Soft classification of single samples based on multi-analyte spectra†
Abstract
Chemical fingerprinting based on multi-analyte spectra can be very powerful. An example is the analysis and classification of forensic documents and artworks by means of the plume fluorescence spectra of the pigments. For that purpose, we borrow the concept of Gaussian naïve Bayes classifier and develop a soft classification scheme to estimate the class membership probabilities. It is based on the similarity of the unknown sample to the training observations, as measured by the radial basis function kernel in the class space of orthogonal partial-least-squares discriminant analysis. We apply the scheme to the classification of plume fluorescence spectra of chinese red seal inks. We compare its performance against that of a conventional hard classification scheme.
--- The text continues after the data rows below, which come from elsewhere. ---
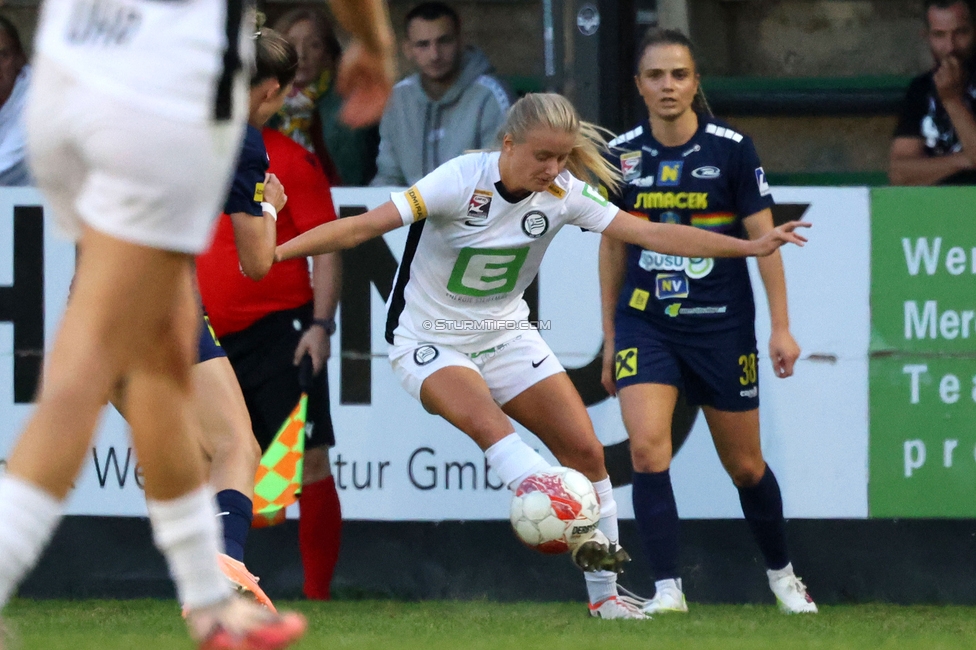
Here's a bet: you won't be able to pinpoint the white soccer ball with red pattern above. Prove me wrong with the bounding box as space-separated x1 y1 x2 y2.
509 467 601 554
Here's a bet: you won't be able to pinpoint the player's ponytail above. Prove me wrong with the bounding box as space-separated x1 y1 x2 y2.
501 93 622 194
253 24 299 89
636 28 713 117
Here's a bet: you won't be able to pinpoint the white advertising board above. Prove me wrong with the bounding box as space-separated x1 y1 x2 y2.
0 186 869 519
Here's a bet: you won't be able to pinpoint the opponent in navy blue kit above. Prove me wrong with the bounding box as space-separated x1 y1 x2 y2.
599 29 817 614
188 30 297 612
197 122 274 364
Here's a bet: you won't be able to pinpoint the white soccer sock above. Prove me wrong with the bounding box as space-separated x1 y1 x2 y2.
484 433 551 491
592 476 619 545
585 570 618 605
0 475 64 606
147 486 232 610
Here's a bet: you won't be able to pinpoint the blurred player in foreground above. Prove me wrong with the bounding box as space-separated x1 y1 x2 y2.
0 0 394 648
274 92 809 619
190 26 296 612
600 29 817 615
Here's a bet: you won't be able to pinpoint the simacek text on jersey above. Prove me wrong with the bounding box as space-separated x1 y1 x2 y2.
422 319 552 332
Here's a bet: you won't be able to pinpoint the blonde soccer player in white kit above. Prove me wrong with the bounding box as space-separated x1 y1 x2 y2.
275 92 809 619
0 0 395 648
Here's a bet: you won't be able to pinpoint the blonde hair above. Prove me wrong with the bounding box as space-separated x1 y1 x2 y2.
501 93 622 194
Our scheme gives 98.9% sensitivity, 99.8% specificity, and zero false in-class rate; all better than those of the hard scheme. More importantly, our scheme reports class membership probabilities for each and every test sample. This is especially useful for sorting single samples. For example, we show that samples with assigned probabilities higher than 80% are sorted correctly 99.5% of the time. Their classification is therefore highly reliable. For samples with assigned probabilities below 80%, the correct sorting rate is only 82%. But these cases are few, less than 4% of the samples, and their relatively low membership probabilities still serve as flags for further sampling of the specimen.